Uma parceria inesperada promete mudar o jeito como navios cruzam os oceanos. A empresa americana AMPERA se uniu à Scorpio Tankers para desenvolver uma nova forma de energia: pequenos reatores nucleares feitos para funcionar no mar. As informações são do Interesting Engeneering.
O acordo inclui um investimento de US$ 10 milhões (R$ 50 milhões) para acelerar a criação desses sistemas. A ideia é simples, mas ao mesmo tempo bastante inovadora: usar energia nuclear para mover navios e abastecer plataformas no oceano, sem emitir poluentes.
Segundo as empresas, a tecnologia será “ultra segura” e não produzirá carbono, o principal gás responsável pelo aquecimento global. O objetivo é atender às novas regras ambientais, cada vez mais rígidas no transporte marítimo.

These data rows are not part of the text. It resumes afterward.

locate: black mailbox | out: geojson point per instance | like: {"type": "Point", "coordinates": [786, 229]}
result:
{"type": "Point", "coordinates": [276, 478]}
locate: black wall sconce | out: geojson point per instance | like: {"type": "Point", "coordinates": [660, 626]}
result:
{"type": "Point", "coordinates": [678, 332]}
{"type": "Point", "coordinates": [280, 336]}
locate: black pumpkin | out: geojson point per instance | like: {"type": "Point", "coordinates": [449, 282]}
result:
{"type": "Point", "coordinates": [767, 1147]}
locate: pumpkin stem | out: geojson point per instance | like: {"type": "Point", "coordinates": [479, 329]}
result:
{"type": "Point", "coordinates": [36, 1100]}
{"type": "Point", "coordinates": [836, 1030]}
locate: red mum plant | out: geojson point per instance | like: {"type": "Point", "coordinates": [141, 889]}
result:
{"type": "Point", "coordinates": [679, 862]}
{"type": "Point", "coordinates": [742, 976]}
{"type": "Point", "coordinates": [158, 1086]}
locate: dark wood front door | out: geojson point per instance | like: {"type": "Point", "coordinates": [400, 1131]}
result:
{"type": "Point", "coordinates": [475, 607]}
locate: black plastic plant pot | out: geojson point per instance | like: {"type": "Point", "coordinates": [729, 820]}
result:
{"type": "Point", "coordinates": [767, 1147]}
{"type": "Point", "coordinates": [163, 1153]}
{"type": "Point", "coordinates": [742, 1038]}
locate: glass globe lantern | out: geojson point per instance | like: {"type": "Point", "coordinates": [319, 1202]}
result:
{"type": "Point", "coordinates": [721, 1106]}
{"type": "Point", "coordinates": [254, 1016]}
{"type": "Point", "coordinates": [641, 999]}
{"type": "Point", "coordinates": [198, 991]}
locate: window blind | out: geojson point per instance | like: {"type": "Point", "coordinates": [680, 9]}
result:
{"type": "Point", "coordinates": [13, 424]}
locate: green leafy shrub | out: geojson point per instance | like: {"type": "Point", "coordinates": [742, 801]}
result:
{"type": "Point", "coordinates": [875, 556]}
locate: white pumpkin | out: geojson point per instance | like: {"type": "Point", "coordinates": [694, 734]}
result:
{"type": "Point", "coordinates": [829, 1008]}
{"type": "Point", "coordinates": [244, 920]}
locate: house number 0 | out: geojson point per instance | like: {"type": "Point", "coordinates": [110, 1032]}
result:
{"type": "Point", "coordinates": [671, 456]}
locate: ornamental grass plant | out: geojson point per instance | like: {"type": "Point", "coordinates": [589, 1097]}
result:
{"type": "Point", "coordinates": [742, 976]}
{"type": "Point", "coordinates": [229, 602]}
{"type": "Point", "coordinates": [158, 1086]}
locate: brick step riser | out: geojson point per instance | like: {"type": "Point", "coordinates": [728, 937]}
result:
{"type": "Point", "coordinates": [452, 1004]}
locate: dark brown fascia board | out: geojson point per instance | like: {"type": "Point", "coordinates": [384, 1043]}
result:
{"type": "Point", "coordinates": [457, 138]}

Como funciona essa nova tecnologia de navios nucleares
Os reatores que estão sendo desenvolvidos são bem diferentes das usinas nucleares tradicionais. Eles são pequenos, compactos e cabem dentro de estruturas semelhantes a contêineres.
Esses sistemas usam tório, um material considerado mais seguro que o urânio, e um tipo especial de combustível chamado TRISO. Isso permite que o reator funcione por décadas sem precisar ser reabastecido.
Além disso, o sistema não precisa de água para operar, algo incomum nesse tipo de tecnologia. Em vez disso, ele usa dióxido de carbono em estado especial para gerar energia e movimentar turbinas.

O resultado é uma fonte de energia contínua, estável e com baixo custo, ideal para ambientes isolados como o mar.
Navios movidos a energia nuclear
A parceria prevê dois caminhos principais. No curto prazo, a criação de “balsas de energia” flutuantes, estruturas no mar capazes de gerar eletricidade para plataformas e portos.
Já no futuro, o plano é ainda mais ousado: desenvolver navios totalmente movidos por energia nuclear.
Isso pode trazer várias vantagens. Entre elas, a redução do peso das embarcações, menos paradas para abastecimento e custos operacionais menores.

Além disso, eliminaria a necessidade de combustíveis fósseis, responsáveis por grande parte da poluição no setor marítimo.
Pressão por mudanças
O transporte marítimo enfrenta uma pressão crescente para reduzir emissões e se tornar mais sustentável. Hoje, navios são responsáveis por uma parcela significativa da poluição global.
Com isso, soluções como essa começam a ganhar espaço.
Para Emanuele Lauro, o investimento mostra confiança no potencial da energia nuclear para transformar o setor. Já Brian Matthews afirma que a tecnologia pode aumentar a capacidade energética sem gerar poluentes.
O que vem pela frente
A iniciativa também inclui novos modelos de negócio, como aluguel de energia e serviços de longo prazo. A ideia é facilitar a adoção da tecnologia por empresas do setor.
Enquanto isso, a AMPERA se prepara para solicitar autorização junto à Nuclear Regulatory Commission, que recentemente atualizou suas regras para permitir novos tipos de reatores.
Se tudo avançar como esperado, o mundo pode estar diante de uma revolução silenciosa, com navios movidos a energia nuclear cruzando os oceanos sem deixar rastro de poluição.